Every year, farmers keep their fingers crossed that the weather will cooperate throughout the growing season and into harvest, but wheat farmers are now assessing damage after hail hit northeast Colorado and moved into Nebraska.
Storms Monday, June 27, brought hail to the surrounding areas of Paoli, Haxtun, Julesburg and Venango, Neb. Holyoke seemed to be spared from the brunt of the bad weather, despite the 5:30 p.m. tornado whistle warning of severe storms.
With dark, swirling clouds, the storm looked worse than it was, bringing rain for only about an hour.
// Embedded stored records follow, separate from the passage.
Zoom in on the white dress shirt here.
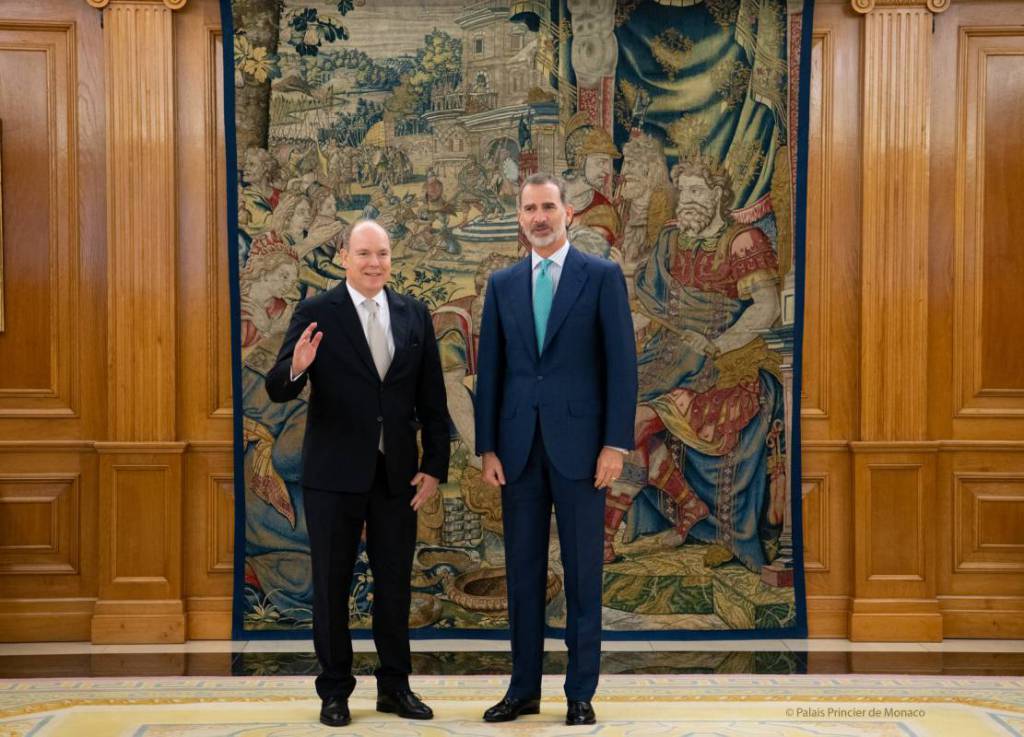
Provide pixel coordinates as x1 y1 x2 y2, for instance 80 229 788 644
529 241 569 296
345 281 394 358
291 281 394 381
529 241 629 456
Though the added moisture means further delays for wheat harvest, it seems Holyoke farms were well protected.
While no one has brought in any loads or samples yet, CHS Grainland grain merchandiser Steve Young expects things to start trickling in by the end of the week, just in time for the Fourth of July holiday.
Weather isn’t the only foe trifling with this year’s wheat crop. A worldwide surplus is driving wheat prices down, and the stripe rust fungus continues to affect area crops. Many farmers have sprayed for stripe rust this year, but those who didn’t could run into trouble.
“The crop that didn’t get hailed is looking good, and we can expect pretty high yields this summer,” said Young, remaining cautiously optimistic.
As harvest progresses, farmers will be able to see if extra bushels per acre can make up for lost crops and low prices. Harvesters can expect the price of wheat to remain low for at least the next six months.